Wednesday, February 14, 2007

WK5 - Model-View-Controller (MVC) applying to AJAX;

Model-View-Controller (MVC) is a way of describing a good separation between the part of a program that interacts with a user and the part that does the heavy lifting, number crunching, or other "business end" of the application.

The MVC pattern identifies three roles that a component in the system can fulfill.

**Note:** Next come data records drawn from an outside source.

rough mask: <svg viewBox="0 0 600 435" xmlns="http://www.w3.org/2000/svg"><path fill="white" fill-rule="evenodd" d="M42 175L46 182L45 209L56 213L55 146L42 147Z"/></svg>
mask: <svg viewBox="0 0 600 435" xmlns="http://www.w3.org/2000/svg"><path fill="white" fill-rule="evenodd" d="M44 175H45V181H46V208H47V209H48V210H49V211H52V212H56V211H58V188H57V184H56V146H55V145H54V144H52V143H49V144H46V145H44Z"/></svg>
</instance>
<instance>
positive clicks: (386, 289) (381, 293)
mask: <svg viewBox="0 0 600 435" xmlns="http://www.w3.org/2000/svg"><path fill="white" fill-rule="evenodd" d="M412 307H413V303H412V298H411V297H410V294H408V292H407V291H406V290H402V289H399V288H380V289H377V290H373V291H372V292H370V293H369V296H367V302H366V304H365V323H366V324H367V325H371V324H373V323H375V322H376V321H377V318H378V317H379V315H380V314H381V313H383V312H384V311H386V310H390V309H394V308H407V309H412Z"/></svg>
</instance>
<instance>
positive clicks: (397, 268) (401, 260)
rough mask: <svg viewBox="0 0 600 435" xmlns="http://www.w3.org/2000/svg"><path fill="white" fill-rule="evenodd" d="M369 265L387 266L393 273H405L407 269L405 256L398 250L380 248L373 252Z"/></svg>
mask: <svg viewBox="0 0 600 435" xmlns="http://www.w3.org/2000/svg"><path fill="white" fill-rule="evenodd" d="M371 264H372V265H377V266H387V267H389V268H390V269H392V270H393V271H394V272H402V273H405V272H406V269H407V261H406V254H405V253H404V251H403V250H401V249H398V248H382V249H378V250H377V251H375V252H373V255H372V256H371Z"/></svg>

The Model is the representation of the application's problem domain, the thing that it is there to work with. For example, a word processor would model a document; a mapping application would model points on a grid, contour lines, and so on.

The View is the part of the program that presents things to the user- input forms, pictures, text or widgets. The view need not be graphical. In a voice-driven program, for example, the spoken prompts are the View.

The golden rule of MVC is that the View and the Model shouldn't talk to each other. Taken at face value, that might sound like a pretty dysfunctional program, but this is where the Controller comes in. When the user presses a button or fills in a form, the View tells the Controller. The Controller then manipulates the Model and decides whether the changes in the Model require an update of the View, it tells the View how to change itself.

The advantage of this is that the Model and View remain loosely coupled, that is, neither has a deep understanding of the other. Obviously they need to enough to get the job done, but the View knows about the Model only in very general terms.

Come back to AJAX and look at Figure 3.8. The Model is our collection of domain objects, persisted to the database automatically using our ORM (Object Relational Mapping). The View is the template defining the XML format. The Controller is to glue the Model and the View together. In web server tier of AJAX application which serves XML documents.

Although different design pattern we work with, the principle is the same. For some instances, J2EE enterprise beans abstract the Model and Controller to the point where they can reside on different servers. .NET "code-behind" classes delegate the Controller role to page-specific objects, whereas frameworks such as Struts define a "front controller" that intercepts and routes all request to the application. Framework such as Apache Struts have works this down to a fine art, refining the role of the Controller to route the user between pages, as well as applying at the single-page level. (In an AJAX application, we might do this in the JavaScript.) But in all cases, the mapping is basically the same, and this is how MVC is generally understood in the web application world.

Describing our web architecture using MVC is useful approach, and it will continue to serve us well as we move from classic to AJAX-style application. But it isn't the only use to which we can put MVC in AJAX.